When you are looking for open reading frames in newly sequenced regions, it’s not always the longest ORFs that are protein-encoding. Lets look at an example from one of the sequences included with MacVector:
/Applications/MacVector/Sample Files/Gal Cosmid.nucl.
This is from Streptomyces coelicolor, a filamentous bacteria with a 73% G+C content.
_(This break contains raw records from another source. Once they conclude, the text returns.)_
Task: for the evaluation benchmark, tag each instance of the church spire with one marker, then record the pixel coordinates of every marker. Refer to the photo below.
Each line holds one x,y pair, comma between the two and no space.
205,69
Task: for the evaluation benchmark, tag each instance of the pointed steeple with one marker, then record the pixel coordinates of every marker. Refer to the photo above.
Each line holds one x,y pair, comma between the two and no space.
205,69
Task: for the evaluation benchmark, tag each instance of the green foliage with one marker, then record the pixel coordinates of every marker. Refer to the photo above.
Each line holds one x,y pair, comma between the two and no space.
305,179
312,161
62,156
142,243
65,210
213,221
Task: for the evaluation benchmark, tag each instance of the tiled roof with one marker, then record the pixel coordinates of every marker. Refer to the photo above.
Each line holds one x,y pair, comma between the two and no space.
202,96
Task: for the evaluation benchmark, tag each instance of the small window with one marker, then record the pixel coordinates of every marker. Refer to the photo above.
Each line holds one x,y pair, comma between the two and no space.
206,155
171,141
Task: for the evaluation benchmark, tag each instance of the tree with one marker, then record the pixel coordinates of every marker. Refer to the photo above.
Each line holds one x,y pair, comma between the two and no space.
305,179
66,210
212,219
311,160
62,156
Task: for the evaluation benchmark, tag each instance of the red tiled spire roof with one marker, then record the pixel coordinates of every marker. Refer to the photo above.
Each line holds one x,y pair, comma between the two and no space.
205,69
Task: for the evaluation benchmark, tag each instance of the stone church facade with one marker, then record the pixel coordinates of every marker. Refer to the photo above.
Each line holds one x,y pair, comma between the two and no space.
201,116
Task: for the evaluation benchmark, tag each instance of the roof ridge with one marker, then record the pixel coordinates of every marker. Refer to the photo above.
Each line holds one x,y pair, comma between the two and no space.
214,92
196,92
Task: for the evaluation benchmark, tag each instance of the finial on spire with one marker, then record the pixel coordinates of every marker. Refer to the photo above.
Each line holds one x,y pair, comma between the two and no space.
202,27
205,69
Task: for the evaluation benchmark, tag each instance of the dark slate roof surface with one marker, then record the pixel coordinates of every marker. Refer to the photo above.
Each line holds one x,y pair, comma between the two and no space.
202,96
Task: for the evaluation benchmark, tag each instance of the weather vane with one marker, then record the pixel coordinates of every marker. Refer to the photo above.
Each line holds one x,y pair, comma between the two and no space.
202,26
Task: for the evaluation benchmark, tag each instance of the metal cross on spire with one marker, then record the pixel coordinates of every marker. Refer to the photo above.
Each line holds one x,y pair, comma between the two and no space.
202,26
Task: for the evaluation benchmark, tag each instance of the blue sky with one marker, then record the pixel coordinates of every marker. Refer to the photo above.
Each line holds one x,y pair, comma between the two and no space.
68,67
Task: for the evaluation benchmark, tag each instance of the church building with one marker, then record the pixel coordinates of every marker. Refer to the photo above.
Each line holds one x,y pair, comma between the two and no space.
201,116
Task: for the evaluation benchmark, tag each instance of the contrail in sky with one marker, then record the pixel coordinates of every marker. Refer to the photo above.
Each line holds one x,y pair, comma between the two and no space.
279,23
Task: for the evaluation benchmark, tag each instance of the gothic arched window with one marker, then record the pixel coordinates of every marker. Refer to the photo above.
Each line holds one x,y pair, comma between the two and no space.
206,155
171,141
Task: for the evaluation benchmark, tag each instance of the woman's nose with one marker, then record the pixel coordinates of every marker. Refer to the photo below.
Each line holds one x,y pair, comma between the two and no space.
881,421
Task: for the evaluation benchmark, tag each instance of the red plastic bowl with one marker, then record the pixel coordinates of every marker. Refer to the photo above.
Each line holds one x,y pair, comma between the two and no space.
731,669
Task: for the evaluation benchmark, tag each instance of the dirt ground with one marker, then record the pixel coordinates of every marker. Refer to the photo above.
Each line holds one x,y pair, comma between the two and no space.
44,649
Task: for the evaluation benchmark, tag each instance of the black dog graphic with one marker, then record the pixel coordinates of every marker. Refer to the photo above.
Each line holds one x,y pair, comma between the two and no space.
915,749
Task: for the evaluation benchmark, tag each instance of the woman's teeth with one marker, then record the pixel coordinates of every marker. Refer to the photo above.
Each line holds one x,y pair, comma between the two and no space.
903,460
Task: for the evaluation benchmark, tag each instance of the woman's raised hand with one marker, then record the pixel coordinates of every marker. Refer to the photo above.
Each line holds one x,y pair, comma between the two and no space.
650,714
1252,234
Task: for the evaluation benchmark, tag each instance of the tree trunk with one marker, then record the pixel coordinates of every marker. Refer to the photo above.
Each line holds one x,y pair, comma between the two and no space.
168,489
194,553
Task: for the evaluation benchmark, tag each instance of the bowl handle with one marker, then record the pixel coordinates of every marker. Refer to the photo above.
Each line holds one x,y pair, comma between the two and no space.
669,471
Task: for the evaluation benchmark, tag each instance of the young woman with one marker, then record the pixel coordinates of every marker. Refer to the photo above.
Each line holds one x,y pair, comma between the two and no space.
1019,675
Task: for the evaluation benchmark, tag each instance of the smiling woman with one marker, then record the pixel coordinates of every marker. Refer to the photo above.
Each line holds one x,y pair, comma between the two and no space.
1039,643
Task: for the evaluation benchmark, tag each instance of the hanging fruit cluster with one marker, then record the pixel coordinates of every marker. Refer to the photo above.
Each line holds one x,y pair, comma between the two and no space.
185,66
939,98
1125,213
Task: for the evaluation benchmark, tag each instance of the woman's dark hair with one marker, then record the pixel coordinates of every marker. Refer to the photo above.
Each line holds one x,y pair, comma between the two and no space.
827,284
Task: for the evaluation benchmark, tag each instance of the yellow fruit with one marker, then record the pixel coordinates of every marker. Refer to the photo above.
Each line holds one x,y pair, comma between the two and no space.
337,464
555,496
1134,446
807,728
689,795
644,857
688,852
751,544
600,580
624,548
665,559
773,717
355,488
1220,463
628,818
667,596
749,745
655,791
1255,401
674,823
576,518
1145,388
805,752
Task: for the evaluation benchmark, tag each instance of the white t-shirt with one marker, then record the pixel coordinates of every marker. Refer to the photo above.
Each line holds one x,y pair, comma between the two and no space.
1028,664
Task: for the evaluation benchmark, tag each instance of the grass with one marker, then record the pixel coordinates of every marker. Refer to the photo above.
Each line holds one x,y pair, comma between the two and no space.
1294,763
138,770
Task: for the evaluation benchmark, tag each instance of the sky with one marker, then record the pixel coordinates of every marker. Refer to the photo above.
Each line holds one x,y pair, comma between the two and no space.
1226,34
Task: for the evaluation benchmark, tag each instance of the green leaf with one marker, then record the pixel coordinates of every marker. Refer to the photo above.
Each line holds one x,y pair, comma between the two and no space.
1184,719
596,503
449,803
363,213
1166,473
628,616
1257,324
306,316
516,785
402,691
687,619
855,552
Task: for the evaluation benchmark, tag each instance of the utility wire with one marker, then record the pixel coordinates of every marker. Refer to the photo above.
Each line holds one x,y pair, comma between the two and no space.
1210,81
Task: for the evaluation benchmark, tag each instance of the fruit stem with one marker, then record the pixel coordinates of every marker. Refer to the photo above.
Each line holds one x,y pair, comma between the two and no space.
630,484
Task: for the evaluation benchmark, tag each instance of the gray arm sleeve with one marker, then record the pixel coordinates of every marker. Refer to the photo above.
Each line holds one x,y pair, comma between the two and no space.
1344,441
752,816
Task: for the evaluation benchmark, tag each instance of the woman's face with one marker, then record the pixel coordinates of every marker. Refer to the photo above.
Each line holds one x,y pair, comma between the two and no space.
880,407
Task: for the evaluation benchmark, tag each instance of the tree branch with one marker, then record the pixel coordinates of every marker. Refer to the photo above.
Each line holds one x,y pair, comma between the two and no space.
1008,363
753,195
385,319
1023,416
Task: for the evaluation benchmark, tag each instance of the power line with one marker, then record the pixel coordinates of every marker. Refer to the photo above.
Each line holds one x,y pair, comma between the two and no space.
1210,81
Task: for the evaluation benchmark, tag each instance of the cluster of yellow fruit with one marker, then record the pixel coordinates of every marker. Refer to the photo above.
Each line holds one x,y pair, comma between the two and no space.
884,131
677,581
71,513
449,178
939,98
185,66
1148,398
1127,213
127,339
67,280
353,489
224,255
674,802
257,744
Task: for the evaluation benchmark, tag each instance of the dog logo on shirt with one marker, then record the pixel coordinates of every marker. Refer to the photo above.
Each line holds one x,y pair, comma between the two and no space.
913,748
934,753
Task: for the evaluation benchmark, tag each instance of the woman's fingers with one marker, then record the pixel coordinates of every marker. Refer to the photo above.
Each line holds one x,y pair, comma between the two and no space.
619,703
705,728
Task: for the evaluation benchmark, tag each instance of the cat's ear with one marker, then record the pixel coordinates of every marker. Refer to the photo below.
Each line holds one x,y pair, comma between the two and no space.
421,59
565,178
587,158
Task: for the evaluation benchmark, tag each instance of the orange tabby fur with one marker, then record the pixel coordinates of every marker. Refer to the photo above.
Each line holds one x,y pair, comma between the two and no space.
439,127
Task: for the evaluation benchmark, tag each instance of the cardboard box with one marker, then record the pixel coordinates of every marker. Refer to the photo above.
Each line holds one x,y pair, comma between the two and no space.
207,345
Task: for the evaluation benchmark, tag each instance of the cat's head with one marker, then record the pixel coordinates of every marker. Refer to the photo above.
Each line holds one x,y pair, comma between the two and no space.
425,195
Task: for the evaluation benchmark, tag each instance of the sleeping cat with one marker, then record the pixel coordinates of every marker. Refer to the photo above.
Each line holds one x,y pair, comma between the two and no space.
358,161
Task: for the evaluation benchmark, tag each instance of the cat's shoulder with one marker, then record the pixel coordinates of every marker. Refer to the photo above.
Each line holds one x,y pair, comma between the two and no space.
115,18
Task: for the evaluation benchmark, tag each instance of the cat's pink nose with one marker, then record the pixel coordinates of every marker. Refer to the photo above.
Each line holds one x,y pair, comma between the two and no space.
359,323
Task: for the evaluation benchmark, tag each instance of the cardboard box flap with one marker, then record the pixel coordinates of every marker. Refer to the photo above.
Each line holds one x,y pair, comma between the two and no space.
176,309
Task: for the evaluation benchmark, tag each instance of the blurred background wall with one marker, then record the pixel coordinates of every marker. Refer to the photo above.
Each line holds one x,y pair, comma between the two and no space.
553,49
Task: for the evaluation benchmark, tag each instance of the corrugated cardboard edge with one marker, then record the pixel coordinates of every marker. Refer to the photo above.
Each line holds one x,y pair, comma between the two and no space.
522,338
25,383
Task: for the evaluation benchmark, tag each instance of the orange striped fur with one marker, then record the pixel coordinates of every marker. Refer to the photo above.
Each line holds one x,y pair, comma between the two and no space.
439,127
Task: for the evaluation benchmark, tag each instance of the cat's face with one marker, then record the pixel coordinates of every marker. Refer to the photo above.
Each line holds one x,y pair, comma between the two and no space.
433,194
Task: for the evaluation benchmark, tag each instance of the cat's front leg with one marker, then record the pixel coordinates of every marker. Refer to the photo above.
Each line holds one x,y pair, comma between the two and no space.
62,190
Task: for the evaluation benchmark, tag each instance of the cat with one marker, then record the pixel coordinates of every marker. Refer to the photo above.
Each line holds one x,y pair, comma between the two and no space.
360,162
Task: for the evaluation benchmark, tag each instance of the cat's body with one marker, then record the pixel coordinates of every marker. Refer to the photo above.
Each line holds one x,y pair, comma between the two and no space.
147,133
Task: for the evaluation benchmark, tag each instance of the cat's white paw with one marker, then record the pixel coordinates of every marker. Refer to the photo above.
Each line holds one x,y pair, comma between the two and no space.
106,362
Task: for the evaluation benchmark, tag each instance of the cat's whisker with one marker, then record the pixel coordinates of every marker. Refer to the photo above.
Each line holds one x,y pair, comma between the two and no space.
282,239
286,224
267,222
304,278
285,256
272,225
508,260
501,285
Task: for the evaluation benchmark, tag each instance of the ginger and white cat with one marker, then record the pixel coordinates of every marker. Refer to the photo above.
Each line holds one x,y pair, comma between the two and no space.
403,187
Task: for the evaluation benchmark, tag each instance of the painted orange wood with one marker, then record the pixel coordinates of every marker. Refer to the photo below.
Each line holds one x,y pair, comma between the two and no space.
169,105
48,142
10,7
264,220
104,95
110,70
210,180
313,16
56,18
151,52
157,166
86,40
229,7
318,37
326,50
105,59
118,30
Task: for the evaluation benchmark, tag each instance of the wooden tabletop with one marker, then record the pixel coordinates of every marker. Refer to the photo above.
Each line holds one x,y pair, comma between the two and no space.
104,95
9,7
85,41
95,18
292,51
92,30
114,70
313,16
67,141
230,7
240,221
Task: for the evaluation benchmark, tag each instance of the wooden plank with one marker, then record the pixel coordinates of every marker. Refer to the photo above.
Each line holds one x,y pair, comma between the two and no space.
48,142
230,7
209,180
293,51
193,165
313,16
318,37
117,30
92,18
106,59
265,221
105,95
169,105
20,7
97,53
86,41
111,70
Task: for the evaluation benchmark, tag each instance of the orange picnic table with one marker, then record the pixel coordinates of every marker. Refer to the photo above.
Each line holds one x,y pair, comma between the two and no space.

The high G+C% means that stop codons (TAA, TAG and TGA) occur relatively infrequently by chance, so long open reading frames are quite common. Look at this plot from an Analyze | Nucleic Acid Toolbox plot;
You can see there is a long open reading frame in the top most pane in Frame +3. However, this is extremely unlikely to actually encode a functional protein. How do we know? Take a look at the Staden Codon Preference plots in panels 3 and 4. These plot the probability that each of the three frames encodes a protein based on the selected codon bias table (here we are using Streptomyces coelicolor.bias). The plus strand plot (pane 3) suggests the blue frame has the best chance of encoding a protein, but its still not that great (compare it to the blue plot at the left hand end of the sequence where there is a blue ORF in the upper pane). The red plot, which we would expect to be the highest if the long ORF really encoded a protein is very low throughout the length of the ORF. Now look at the lowest pane – the green (-2) frame is very high throughout most of that region, with the exception of a dip in the middle. This corresponds almost exactly to two distinct green ORFs in the second (minus strand) plot. This is excellent evidence that the two green ORFs on the minus strand are the most likely to encode actual translated proteins and the long red ORF on the plus strand is purely accidental due to the infrequency of stop codons in this genome.